Integrating altmetrics into a subject repository - EconStor as a use case

Back in 2015 the ZBW Leibniz Information Center for Economics (ZBW) teamed up with the Göttingen State and university library (SUB), the Service Center of Götting library federation (VZG) and GESIS Leibniz Institute for the Social Sciences in the *metrics project funded by the German Research Foundation (DFG). The aim of the project was: “… to develop a deeper understanding of *metrics, especially in terms of their general significance and their perception amongst stakeholders.” (*metrics project about).

In the practical part of the project the following DSpace based repositories of the project partners participated as data sources for online publications and – in the case of EconStor – also as implementer for the presentation of the social media signals:

  • EconStor - a subject repository for economics and business studies run by the ZBW, currently (Aug. 2019) containing round about 180,000 downloadable files,
  • GoeScholar - the Publication Server of the Georg-August-Universität Göttingen run by the SUB Göttingen, offering approximately 11,000 publicly browsable items so far,
  • SSOAR - the “Social Science Open Access Repository” maintained by GESIS, currently containing about 53,000 publicly available items.

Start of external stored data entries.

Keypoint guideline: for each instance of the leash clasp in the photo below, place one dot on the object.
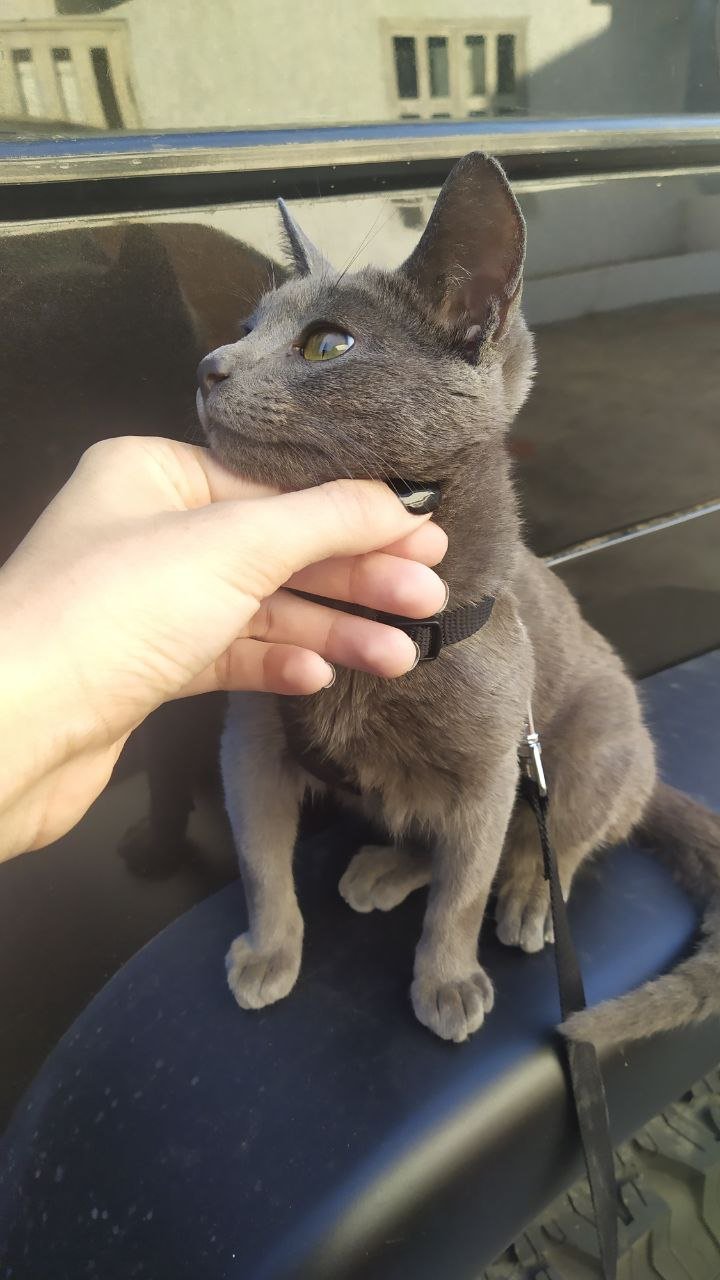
(531, 755)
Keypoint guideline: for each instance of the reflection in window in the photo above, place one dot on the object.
(506, 64)
(405, 65)
(438, 65)
(68, 87)
(475, 51)
(27, 82)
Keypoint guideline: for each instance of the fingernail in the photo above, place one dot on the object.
(417, 498)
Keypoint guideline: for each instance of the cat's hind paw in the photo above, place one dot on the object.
(381, 877)
(455, 1009)
(258, 978)
(523, 915)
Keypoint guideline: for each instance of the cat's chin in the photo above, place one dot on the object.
(282, 466)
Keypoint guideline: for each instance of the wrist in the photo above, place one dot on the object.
(44, 722)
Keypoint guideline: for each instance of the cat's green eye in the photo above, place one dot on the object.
(326, 344)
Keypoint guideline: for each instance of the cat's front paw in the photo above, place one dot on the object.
(523, 914)
(258, 978)
(454, 1009)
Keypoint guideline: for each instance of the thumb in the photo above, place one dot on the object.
(259, 544)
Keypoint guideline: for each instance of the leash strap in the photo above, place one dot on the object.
(586, 1075)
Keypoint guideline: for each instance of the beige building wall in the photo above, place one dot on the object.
(315, 62)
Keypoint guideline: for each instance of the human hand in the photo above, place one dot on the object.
(154, 574)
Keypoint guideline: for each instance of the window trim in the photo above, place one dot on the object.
(114, 173)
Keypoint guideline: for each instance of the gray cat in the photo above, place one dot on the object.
(418, 373)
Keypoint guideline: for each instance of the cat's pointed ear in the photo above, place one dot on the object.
(469, 261)
(308, 259)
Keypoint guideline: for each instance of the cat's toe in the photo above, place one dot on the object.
(523, 919)
(379, 878)
(258, 978)
(454, 1010)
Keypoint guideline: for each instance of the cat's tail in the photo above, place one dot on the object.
(686, 837)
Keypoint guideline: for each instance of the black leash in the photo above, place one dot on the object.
(586, 1075)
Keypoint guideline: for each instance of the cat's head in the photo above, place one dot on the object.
(382, 374)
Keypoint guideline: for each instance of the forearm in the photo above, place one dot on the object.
(44, 726)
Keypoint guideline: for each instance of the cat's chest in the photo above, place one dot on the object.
(393, 750)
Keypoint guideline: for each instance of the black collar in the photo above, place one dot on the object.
(431, 635)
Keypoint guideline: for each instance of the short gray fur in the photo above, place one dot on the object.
(441, 364)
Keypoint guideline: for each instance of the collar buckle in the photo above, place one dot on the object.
(434, 638)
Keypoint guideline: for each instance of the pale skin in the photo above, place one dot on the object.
(155, 575)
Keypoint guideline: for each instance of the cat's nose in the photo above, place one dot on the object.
(214, 369)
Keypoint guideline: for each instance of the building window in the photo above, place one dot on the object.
(405, 65)
(475, 64)
(105, 87)
(68, 87)
(452, 69)
(505, 64)
(27, 83)
(438, 65)
(73, 69)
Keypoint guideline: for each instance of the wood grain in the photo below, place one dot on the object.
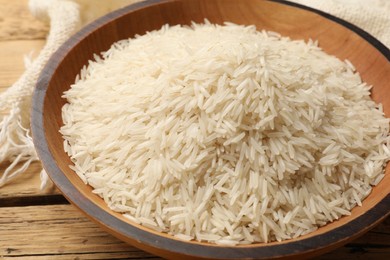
(58, 230)
(62, 232)
(62, 227)
(17, 23)
(293, 22)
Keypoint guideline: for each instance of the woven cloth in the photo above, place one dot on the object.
(67, 16)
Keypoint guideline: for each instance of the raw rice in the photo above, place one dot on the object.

In the work package “Technology analysis for the collection and provision of *metrics” of the project an analysis of currently available *metrics technologies and services had been performed.

As stated by [Wilsdon 2017], currently suppliers of altmetrics “remain too narrow (mainly considering research products with DOIs)”, which leads to problems to acquire *metrics data for repositories like EconStor with working papers as the main content. As up to now it is unusual – at least in the social sciences and economics – to create DOIs for this kind of documents. Only the resulting final article published in a journal will receive a DOI.

Based on the findings in this work package, a test implementation of the *metrics crawler had been built. The crawler had been actively deployed from early 2018 to spring 2019 at the VZG. For the aggregation of the *metrics data the crawler had been fed with persistent identifiers and metadata from the aforementioned repositories.

At this stage of the project, the project partners still had the expectation, that the persistent identifiers (e.g. handle, URNs, …), or their local URL counterparts, as used by the repositories could be harnessed to easily identify social media mentions of their documents, e.g. for EconStor:

  • handle: “hdl:10419/…”
  • handle.net resolver URL: “http(s)://hdl.handle.net/10419/…”
  • EconStor landing page URL with handle: “http(s)://www.econstor.eu/handle/10419/…”
  • EconStor bitstream (PDF) URL with handle: “http(s)://www.econstor.eu/bitstream/10419/…”

This resulted in two datasets: One for publications identified by DOIs (doi:10.xxxx/yyyyy) or the respective metadata from Crossref and one for documents identified by the repository URLs (https://www.econstor.eu/handle/10419/xxxx) or the items metadata stored in the repository.

During the first part of the project several social media platforms had been identified as possible data sources for the implementation phase. This had been done by interviews and online surveys. For the resulting ranking see the Social Media Registry. Additional research examined which social media platforms are relevant to researchers at different stages of their career and if and how they use them (see: [Lemke 2018], [Lemke 2019] and [Mehrazar 2018]). This list of possible sources for social media citations or mentions had then been further reduced to the following six social media platforms which are offering free and open available online APIs:

  • Facebook
  • Mendeley
  • Reddit
  • Twitter
  • Wikipedia
  • Youtube

Of particular interest to the EconStor team were the social media services Mendeley and Twitter, as those had been found being among the “Top 3 most used altmetric sources …” for Economic and Business Studies (EBS) journals “… - with Mendeley being the most complete platform for EBS journals” [Nuredini 2016].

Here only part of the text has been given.